Open-access APRESENTAÇÃO

PRESENTATION

PRESENTACIÓN

O presente dossiê debate três faces de um contínuo processo social: a formação para o magistério; o enfraquecimento da função pública, via avanço de contratos temporários, em movimento concomitante de degradação das condições de trabalho; e, mais recentemente, a ascensão da educação digital, por meio das EdTechs, as startups da educação, com nítida transfiguração da profissão.

A formação de docentes é aqui considerada um campo sensível, pois sua remodulação visa perfilar o exercício do trabalho das professoras e dos professores, com sucessivos ajustes para responder às demandas do capital (Fonseca, 2009). Nessa seara, tem-se demonstrado a opção política, a exemplo da adotada no Brasil, de: substituição da formação aprofundada e crítica pela certificação em massa; ampla adesão ao treinamento com base em competências e habilidades; ausência de densidade de conteúdos e de mediações substantivas e essenciais para o exercício pleno das funções intelectuais e políticas do magistério; substituição das disciplinas de fundamentos teóricos por práticas e técnicas instrumentais; licenciaturas aligeiradas; profusão de teorias estadunidenses sobre o desenvolvimento infantil, frequentemente associadas às aspirações neocognitivistas; crescente domínio privado em nível superior na formação do magistério; expansão da formação pelo ensino a distância, que já representa no Brasil a maioria absoluta das novas matrículas em licenciaturas (Inep, 2023), e a concentração destas em um número reduzido de grandes corporações, que reafirma a oligopolização privada – além de dar-se cada vez mais com punção dos fundos de vida dos e das estudantes e a oferta, em contrapartida, de um retrato melancólico do futuro trabalho.
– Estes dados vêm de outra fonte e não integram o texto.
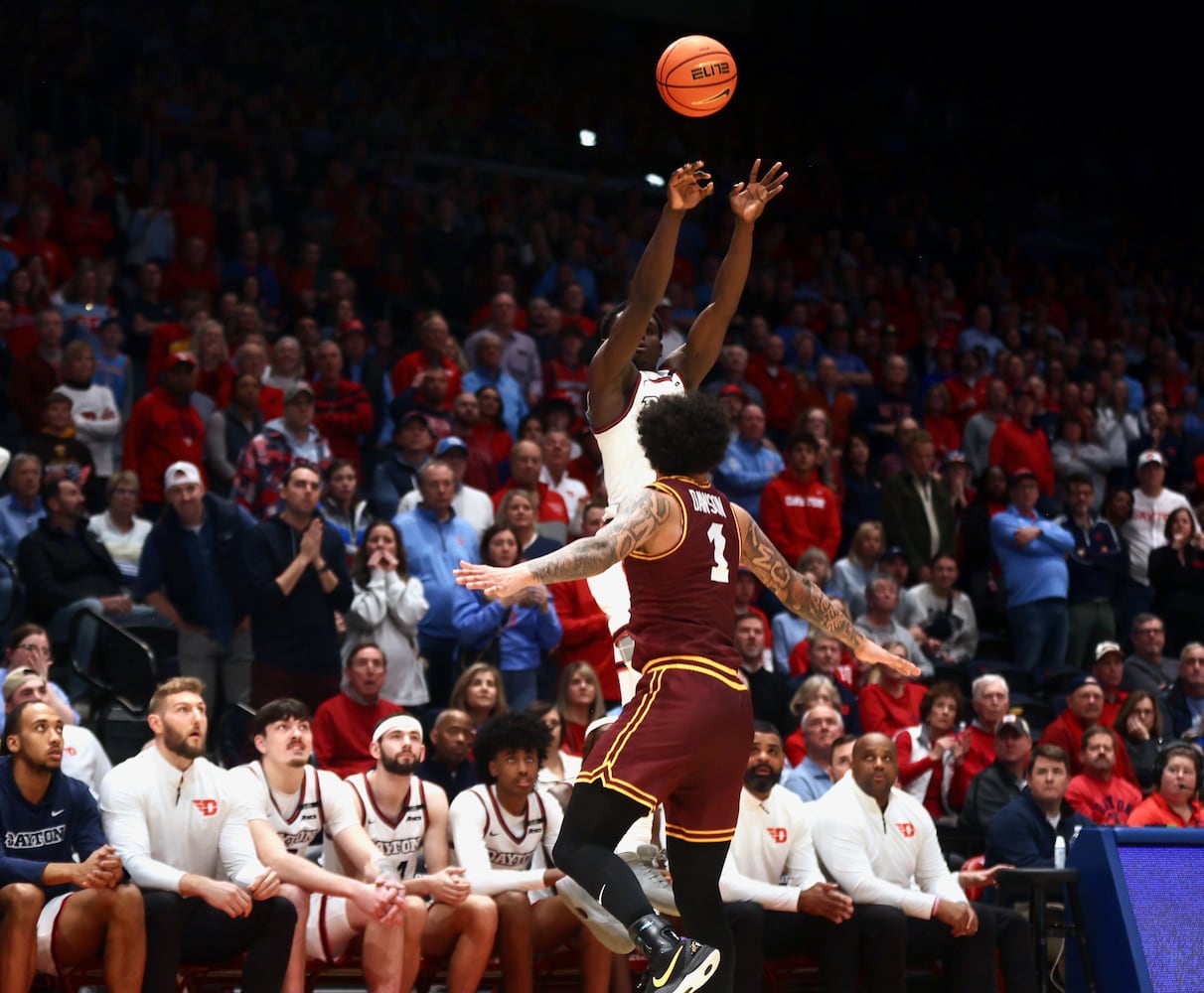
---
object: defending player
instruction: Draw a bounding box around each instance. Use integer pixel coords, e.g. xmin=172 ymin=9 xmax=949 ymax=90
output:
xmin=232 ymin=698 xmax=421 ymax=993
xmin=450 ymin=711 xmax=610 ymax=993
xmin=586 ymin=159 xmax=790 ymax=702
xmin=328 ymin=714 xmax=498 ymax=993
xmin=0 ymin=700 xmax=146 ymax=993
xmin=456 ymin=393 xmax=918 ymax=993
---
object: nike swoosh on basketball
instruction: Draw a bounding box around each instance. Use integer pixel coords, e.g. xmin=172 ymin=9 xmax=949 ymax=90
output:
xmin=653 ymin=945 xmax=681 ymax=989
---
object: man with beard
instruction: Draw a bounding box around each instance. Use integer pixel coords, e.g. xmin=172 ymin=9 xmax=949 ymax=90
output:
xmin=0 ymin=700 xmax=146 ymax=993
xmin=342 ymin=714 xmax=498 ymax=993
xmin=418 ymin=708 xmax=477 ymax=801
xmin=811 ymin=733 xmax=1037 ymax=993
xmin=100 ymin=676 xmax=297 ymax=993
xmin=719 ymin=721 xmax=895 ymax=993
xmin=232 ymin=698 xmax=420 ymax=993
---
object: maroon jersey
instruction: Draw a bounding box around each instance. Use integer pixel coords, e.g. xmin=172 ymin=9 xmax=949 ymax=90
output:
xmin=624 ymin=477 xmax=740 ymax=671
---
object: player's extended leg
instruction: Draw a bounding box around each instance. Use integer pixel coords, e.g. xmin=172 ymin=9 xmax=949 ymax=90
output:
xmin=422 ymin=895 xmax=498 ymax=993
xmin=346 ymin=897 xmax=426 ymax=993
xmin=530 ymin=897 xmax=612 ymax=993
xmin=55 ymin=885 xmax=147 ymax=993
xmin=667 ymin=835 xmax=736 ymax=993
xmin=552 ymin=782 xmax=653 ymax=928
xmin=280 ymin=882 xmax=309 ymax=993
xmin=552 ymin=782 xmax=712 ymax=993
xmin=0 ymin=882 xmax=42 ymax=991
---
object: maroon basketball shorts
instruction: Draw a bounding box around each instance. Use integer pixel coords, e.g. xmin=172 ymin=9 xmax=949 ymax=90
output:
xmin=577 ymin=656 xmax=753 ymax=841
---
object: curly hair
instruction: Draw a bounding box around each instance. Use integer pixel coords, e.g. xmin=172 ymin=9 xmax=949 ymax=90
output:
xmin=472 ymin=710 xmax=551 ymax=784
xmin=638 ymin=392 xmax=731 ymax=476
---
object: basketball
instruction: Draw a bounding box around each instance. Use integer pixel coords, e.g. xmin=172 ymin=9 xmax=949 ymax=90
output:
xmin=657 ymin=35 xmax=736 ymax=117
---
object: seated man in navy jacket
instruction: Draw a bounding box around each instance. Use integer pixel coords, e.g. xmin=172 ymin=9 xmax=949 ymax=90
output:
xmin=0 ymin=700 xmax=146 ymax=993
xmin=986 ymin=745 xmax=1092 ymax=869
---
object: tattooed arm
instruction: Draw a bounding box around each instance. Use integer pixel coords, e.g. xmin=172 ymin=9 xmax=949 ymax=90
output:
xmin=455 ymin=490 xmax=681 ymax=597
xmin=722 ymin=503 xmax=920 ymax=675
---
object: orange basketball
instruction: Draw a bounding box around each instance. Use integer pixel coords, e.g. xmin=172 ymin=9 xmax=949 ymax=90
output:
xmin=657 ymin=35 xmax=736 ymax=117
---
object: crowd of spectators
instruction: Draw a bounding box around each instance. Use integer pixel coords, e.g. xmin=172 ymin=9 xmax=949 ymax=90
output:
xmin=0 ymin=4 xmax=1204 ymax=986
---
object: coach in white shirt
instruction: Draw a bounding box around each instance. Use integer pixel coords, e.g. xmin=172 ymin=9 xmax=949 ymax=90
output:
xmin=100 ymin=676 xmax=296 ymax=993
xmin=719 ymin=721 xmax=902 ymax=993
xmin=808 ymin=734 xmax=1037 ymax=993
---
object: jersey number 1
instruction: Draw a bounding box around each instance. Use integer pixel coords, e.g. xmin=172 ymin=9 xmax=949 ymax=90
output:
xmin=706 ymin=521 xmax=731 ymax=583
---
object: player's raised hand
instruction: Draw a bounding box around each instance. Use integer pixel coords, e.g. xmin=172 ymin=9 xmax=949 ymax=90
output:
xmin=727 ymin=159 xmax=790 ymax=223
xmin=667 ymin=159 xmax=715 ymax=211
xmin=453 ymin=558 xmax=535 ymax=597
xmin=852 ymin=636 xmax=920 ymax=676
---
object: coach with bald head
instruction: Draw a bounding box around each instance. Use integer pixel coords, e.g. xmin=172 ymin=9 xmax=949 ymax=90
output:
xmin=812 ymin=734 xmax=1037 ymax=993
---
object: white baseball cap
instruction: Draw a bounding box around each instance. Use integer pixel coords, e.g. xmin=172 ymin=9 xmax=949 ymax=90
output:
xmin=163 ymin=462 xmax=203 ymax=493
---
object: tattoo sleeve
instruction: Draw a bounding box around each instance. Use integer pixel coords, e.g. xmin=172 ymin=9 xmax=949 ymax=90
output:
xmin=527 ymin=490 xmax=674 ymax=583
xmin=737 ymin=508 xmax=864 ymax=648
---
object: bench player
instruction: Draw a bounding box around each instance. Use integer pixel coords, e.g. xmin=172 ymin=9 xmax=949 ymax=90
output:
xmin=450 ymin=713 xmax=610 ymax=993
xmin=232 ymin=698 xmax=421 ymax=993
xmin=586 ymin=159 xmax=790 ymax=703
xmin=0 ymin=698 xmax=146 ymax=993
xmin=456 ymin=393 xmax=919 ymax=993
xmin=328 ymin=714 xmax=498 ymax=993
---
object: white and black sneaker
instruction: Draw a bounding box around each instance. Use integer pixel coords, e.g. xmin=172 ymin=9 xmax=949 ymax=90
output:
xmin=556 ymin=876 xmax=636 ymax=954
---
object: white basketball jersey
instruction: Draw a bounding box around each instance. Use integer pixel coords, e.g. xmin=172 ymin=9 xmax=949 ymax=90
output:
xmin=453 ymin=783 xmax=550 ymax=869
xmin=594 ymin=369 xmax=685 ymax=516
xmin=323 ymin=773 xmax=427 ymax=879
xmin=242 ymin=762 xmax=334 ymax=857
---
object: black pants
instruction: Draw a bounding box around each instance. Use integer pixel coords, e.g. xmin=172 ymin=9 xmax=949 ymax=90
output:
xmin=142 ymin=890 xmax=297 ymax=993
xmin=723 ymin=903 xmax=907 ymax=993
xmin=552 ymin=782 xmax=736 ymax=993
xmin=905 ymin=903 xmax=1037 ymax=993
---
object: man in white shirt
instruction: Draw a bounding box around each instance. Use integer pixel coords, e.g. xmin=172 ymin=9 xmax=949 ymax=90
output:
xmin=719 ymin=721 xmax=900 ymax=993
xmin=780 ymin=703 xmax=844 ymax=802
xmin=344 ymin=711 xmax=498 ymax=991
xmin=231 ymin=698 xmax=411 ymax=993
xmin=450 ymin=713 xmax=610 ymax=993
xmin=100 ymin=676 xmax=297 ymax=993
xmin=809 ymin=733 xmax=1037 ymax=993
xmin=397 ymin=435 xmax=495 ymax=538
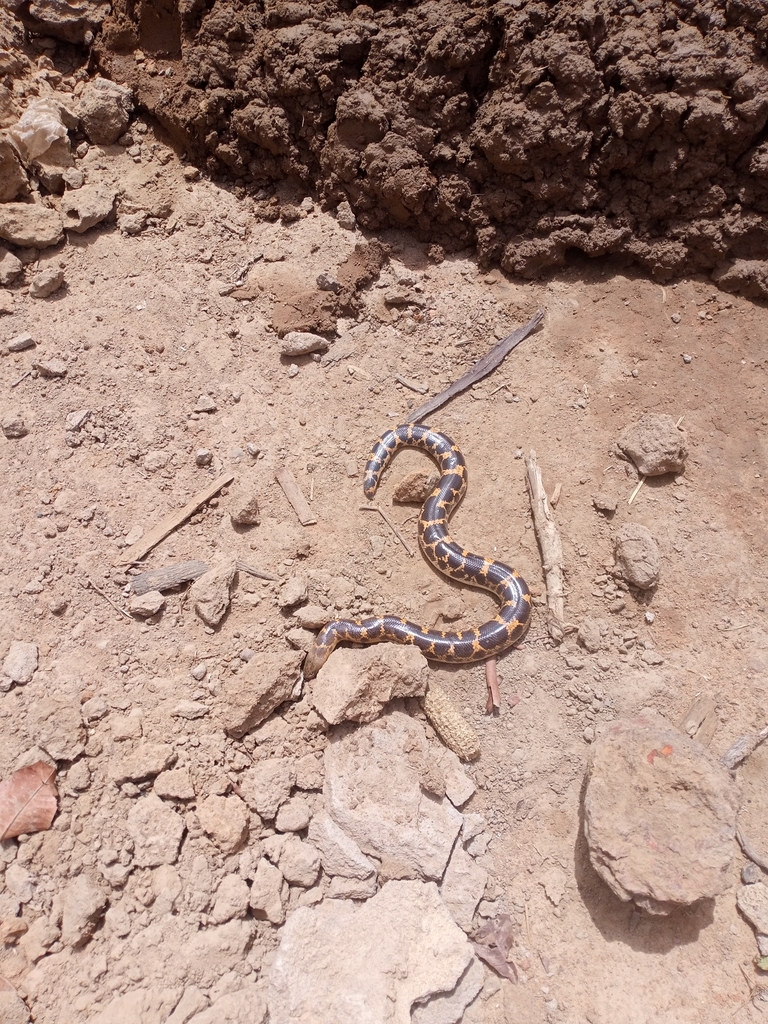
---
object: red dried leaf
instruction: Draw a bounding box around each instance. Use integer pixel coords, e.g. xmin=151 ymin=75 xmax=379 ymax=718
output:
xmin=0 ymin=761 xmax=58 ymax=840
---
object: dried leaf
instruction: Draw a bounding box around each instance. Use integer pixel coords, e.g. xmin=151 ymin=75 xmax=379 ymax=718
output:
xmin=0 ymin=761 xmax=58 ymax=840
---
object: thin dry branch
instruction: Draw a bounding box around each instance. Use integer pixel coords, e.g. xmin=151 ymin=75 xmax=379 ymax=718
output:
xmin=409 ymin=309 xmax=544 ymax=423
xmin=525 ymin=449 xmax=575 ymax=643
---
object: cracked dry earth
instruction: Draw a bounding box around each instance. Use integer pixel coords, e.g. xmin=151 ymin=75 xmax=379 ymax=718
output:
xmin=0 ymin=129 xmax=768 ymax=1024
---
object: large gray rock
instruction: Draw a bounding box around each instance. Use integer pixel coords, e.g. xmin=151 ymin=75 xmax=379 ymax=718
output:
xmin=61 ymin=183 xmax=117 ymax=234
xmin=613 ymin=522 xmax=662 ymax=590
xmin=78 ymin=78 xmax=133 ymax=145
xmin=440 ymin=843 xmax=488 ymax=932
xmin=309 ymin=811 xmax=376 ymax=879
xmin=584 ymin=711 xmax=740 ymax=913
xmin=267 ymin=882 xmax=474 ymax=1024
xmin=311 ymin=643 xmax=429 ymax=725
xmin=325 ymin=712 xmax=462 ymax=879
xmin=219 ymin=650 xmax=303 ymax=739
xmin=618 ymin=413 xmax=688 ymax=476
xmin=240 ymin=758 xmax=296 ymax=821
xmin=189 ymin=558 xmax=238 ymax=628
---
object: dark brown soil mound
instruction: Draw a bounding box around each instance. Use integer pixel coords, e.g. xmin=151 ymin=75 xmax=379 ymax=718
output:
xmin=97 ymin=0 xmax=768 ymax=295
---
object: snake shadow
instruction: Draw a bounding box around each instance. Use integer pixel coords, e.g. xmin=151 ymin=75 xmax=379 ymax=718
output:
xmin=573 ymin=776 xmax=715 ymax=955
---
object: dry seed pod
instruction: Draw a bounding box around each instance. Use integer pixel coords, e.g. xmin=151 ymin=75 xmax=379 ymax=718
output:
xmin=421 ymin=683 xmax=480 ymax=761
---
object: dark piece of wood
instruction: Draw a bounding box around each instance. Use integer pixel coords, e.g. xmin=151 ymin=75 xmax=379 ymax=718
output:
xmin=408 ymin=309 xmax=544 ymax=423
xmin=274 ymin=466 xmax=317 ymax=526
xmin=131 ymin=560 xmax=280 ymax=594
xmin=113 ymin=472 xmax=234 ymax=565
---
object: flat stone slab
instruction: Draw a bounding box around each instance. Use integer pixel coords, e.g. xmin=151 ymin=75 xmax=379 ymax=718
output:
xmin=584 ymin=711 xmax=740 ymax=913
xmin=267 ymin=882 xmax=474 ymax=1024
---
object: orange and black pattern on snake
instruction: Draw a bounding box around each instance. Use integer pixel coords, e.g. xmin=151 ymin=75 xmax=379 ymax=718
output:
xmin=304 ymin=423 xmax=530 ymax=678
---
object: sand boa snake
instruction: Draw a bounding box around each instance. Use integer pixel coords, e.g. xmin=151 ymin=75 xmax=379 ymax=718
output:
xmin=304 ymin=423 xmax=530 ymax=678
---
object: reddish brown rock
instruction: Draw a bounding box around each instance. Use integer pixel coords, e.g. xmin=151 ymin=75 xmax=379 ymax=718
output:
xmin=584 ymin=711 xmax=740 ymax=913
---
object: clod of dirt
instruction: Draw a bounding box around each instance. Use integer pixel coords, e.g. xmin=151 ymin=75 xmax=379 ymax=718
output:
xmin=2 ymin=410 xmax=27 ymax=440
xmin=95 ymin=0 xmax=768 ymax=294
xmin=220 ymin=650 xmax=303 ymax=739
xmin=189 ymin=558 xmax=238 ymax=628
xmin=61 ymin=183 xmax=117 ymax=234
xmin=268 ymin=882 xmax=477 ymax=1024
xmin=0 ymin=249 xmax=24 ymax=288
xmin=229 ymin=486 xmax=261 ymax=526
xmin=618 ymin=413 xmax=688 ymax=476
xmin=0 ymin=203 xmax=63 ymax=249
xmin=440 ymin=843 xmax=488 ymax=932
xmin=78 ymin=78 xmax=133 ymax=145
xmin=309 ymin=811 xmax=376 ymax=880
xmin=392 ymin=469 xmax=440 ymax=505
xmin=3 ymin=640 xmax=38 ymax=683
xmin=311 ymin=643 xmax=428 ymax=725
xmin=240 ymin=758 xmax=296 ymax=821
xmin=280 ymin=333 xmax=329 ymax=356
xmin=198 ymin=794 xmax=248 ymax=854
xmin=577 ymin=618 xmax=604 ymax=654
xmin=736 ymin=882 xmax=768 ymax=935
xmin=0 ymin=991 xmax=30 ymax=1024
xmin=613 ymin=522 xmax=660 ymax=590
xmin=130 ymin=590 xmax=165 ymax=618
xmin=325 ymin=712 xmax=462 ymax=880
xmin=584 ymin=711 xmax=740 ymax=914
xmin=54 ymin=872 xmax=108 ymax=949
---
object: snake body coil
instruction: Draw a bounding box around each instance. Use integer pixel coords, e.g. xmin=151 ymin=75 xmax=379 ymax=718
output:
xmin=304 ymin=423 xmax=530 ymax=678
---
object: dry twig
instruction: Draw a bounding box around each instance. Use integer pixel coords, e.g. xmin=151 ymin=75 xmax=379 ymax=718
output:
xmin=409 ymin=309 xmax=544 ymax=423
xmin=114 ymin=472 xmax=234 ymax=565
xmin=720 ymin=725 xmax=768 ymax=768
xmin=485 ymin=657 xmax=502 ymax=715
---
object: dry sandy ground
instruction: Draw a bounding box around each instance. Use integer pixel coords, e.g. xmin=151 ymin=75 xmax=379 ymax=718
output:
xmin=0 ymin=138 xmax=768 ymax=1024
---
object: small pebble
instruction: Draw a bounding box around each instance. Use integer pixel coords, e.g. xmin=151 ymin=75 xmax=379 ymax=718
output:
xmin=741 ymin=860 xmax=763 ymax=886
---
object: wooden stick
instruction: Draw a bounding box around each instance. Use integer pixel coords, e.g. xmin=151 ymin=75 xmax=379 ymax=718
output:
xmin=83 ymin=578 xmax=133 ymax=622
xmin=360 ymin=505 xmax=414 ymax=558
xmin=627 ymin=476 xmax=645 ymax=505
xmin=485 ymin=657 xmax=502 ymax=715
xmin=720 ymin=725 xmax=768 ymax=768
xmin=409 ymin=309 xmax=544 ymax=423
xmin=113 ymin=471 xmax=234 ymax=565
xmin=394 ymin=374 xmax=427 ymax=394
xmin=274 ymin=466 xmax=317 ymax=526
xmin=525 ymin=449 xmax=575 ymax=643
xmin=130 ymin=559 xmax=280 ymax=594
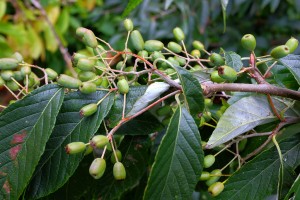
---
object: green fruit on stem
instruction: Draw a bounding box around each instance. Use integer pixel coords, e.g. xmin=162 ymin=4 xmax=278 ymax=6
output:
xmin=193 ymin=40 xmax=205 ymax=51
xmin=76 ymin=27 xmax=88 ymax=37
xmin=90 ymin=135 xmax=109 ymax=148
xmin=191 ymin=49 xmax=201 ymax=58
xmin=11 ymin=52 xmax=23 ymax=63
xmin=144 ymin=40 xmax=164 ymax=52
xmin=205 ymin=169 xmax=222 ymax=186
xmin=65 ymin=142 xmax=86 ymax=154
xmin=110 ymin=149 xmax=122 ymax=163
xmin=241 ymin=34 xmax=256 ymax=51
xmin=117 ymin=79 xmax=129 ymax=94
xmin=203 ymin=154 xmax=216 ymax=168
xmin=208 ymin=182 xmax=224 ymax=197
xmin=130 ymin=30 xmax=145 ymax=51
xmin=199 ymin=171 xmax=210 ymax=181
xmin=89 ymin=158 xmax=106 ymax=179
xmin=1 ymin=70 xmax=14 ymax=81
xmin=82 ymin=29 xmax=98 ymax=48
xmin=209 ymin=53 xmax=225 ymax=66
xmin=78 ymin=71 xmax=96 ymax=82
xmin=77 ymin=58 xmax=95 ymax=71
xmin=72 ymin=53 xmax=87 ymax=66
xmin=45 ymin=68 xmax=58 ymax=80
xmin=79 ymin=82 xmax=97 ymax=94
xmin=6 ymin=81 xmax=19 ymax=92
xmin=210 ymin=70 xmax=225 ymax=83
xmin=218 ymin=65 xmax=237 ymax=82
xmin=124 ymin=19 xmax=133 ymax=31
xmin=79 ymin=103 xmax=98 ymax=117
xmin=173 ymin=27 xmax=185 ymax=41
xmin=113 ymin=162 xmax=126 ymax=180
xmin=0 ymin=58 xmax=19 ymax=70
xmin=57 ymin=74 xmax=82 ymax=89
xmin=270 ymin=45 xmax=290 ymax=59
xmin=168 ymin=42 xmax=182 ymax=53
xmin=285 ymin=37 xmax=299 ymax=53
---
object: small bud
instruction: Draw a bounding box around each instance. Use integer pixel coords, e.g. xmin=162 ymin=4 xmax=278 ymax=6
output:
xmin=65 ymin=142 xmax=85 ymax=154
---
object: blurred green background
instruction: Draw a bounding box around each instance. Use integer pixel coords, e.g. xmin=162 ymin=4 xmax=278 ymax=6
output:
xmin=0 ymin=0 xmax=300 ymax=73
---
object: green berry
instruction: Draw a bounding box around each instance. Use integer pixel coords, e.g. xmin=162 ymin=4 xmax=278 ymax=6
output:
xmin=77 ymin=58 xmax=95 ymax=71
xmin=117 ymin=79 xmax=129 ymax=94
xmin=124 ymin=19 xmax=133 ymax=31
xmin=130 ymin=30 xmax=145 ymax=51
xmin=57 ymin=74 xmax=82 ymax=89
xmin=209 ymin=53 xmax=225 ymax=66
xmin=199 ymin=171 xmax=210 ymax=181
xmin=78 ymin=71 xmax=96 ymax=82
xmin=210 ymin=70 xmax=225 ymax=83
xmin=205 ymin=169 xmax=222 ymax=186
xmin=168 ymin=42 xmax=182 ymax=53
xmin=203 ymin=154 xmax=216 ymax=168
xmin=65 ymin=142 xmax=86 ymax=154
xmin=270 ymin=45 xmax=290 ymax=59
xmin=45 ymin=68 xmax=58 ymax=80
xmin=110 ymin=149 xmax=122 ymax=163
xmin=208 ymin=182 xmax=224 ymax=197
xmin=144 ymin=40 xmax=164 ymax=52
xmin=90 ymin=135 xmax=109 ymax=148
xmin=76 ymin=27 xmax=88 ymax=38
xmin=285 ymin=37 xmax=299 ymax=53
xmin=6 ymin=81 xmax=19 ymax=91
xmin=89 ymin=158 xmax=106 ymax=179
xmin=79 ymin=103 xmax=98 ymax=117
xmin=82 ymin=29 xmax=98 ymax=48
xmin=218 ymin=65 xmax=237 ymax=82
xmin=241 ymin=34 xmax=256 ymax=51
xmin=193 ymin=40 xmax=205 ymax=51
xmin=1 ymin=70 xmax=14 ymax=81
xmin=173 ymin=27 xmax=185 ymax=41
xmin=113 ymin=162 xmax=126 ymax=180
xmin=79 ymin=82 xmax=97 ymax=94
xmin=11 ymin=52 xmax=23 ymax=63
xmin=191 ymin=49 xmax=201 ymax=58
xmin=0 ymin=58 xmax=19 ymax=70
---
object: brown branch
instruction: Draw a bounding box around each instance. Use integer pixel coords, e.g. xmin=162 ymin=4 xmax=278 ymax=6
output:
xmin=202 ymin=83 xmax=300 ymax=101
xmin=31 ymin=0 xmax=77 ymax=77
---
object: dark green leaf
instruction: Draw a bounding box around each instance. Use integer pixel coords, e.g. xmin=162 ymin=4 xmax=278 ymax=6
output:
xmin=217 ymin=136 xmax=300 ymax=200
xmin=50 ymin=136 xmax=150 ymax=200
xmin=174 ymin=66 xmax=204 ymax=119
xmin=144 ymin=107 xmax=203 ymax=200
xmin=27 ymin=91 xmax=114 ymax=198
xmin=116 ymin=112 xmax=163 ymax=135
xmin=207 ymin=95 xmax=298 ymax=148
xmin=280 ymin=54 xmax=300 ymax=84
xmin=284 ymin=174 xmax=300 ymax=200
xmin=224 ymin=51 xmax=243 ymax=72
xmin=122 ymin=0 xmax=143 ymax=17
xmin=0 ymin=85 xmax=64 ymax=199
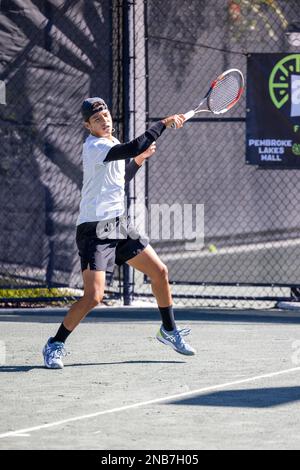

Neste sentido, o leitor e a leitora encontrarão neste dossiê o artigo de Antônio Lisboa Leitão de Souza, Melânia Mendonça Rodrigues e Sonayra da Silva Medeiros Macêdo, que analisa as ações de formação continuada de professores e professoras implementadas na rede municipal de ensino de Campina Grande-PB e demonstra como estas estão alinhadas aos interesses dos aparelhos privados de hegemonia (APH) e, consequentemente, orientadas por uma perspectiva que instrumentaliza os e as docentes e dissemina uma sociabilidade pautada em valores capitalistas individualistas, consumistas e especulativos.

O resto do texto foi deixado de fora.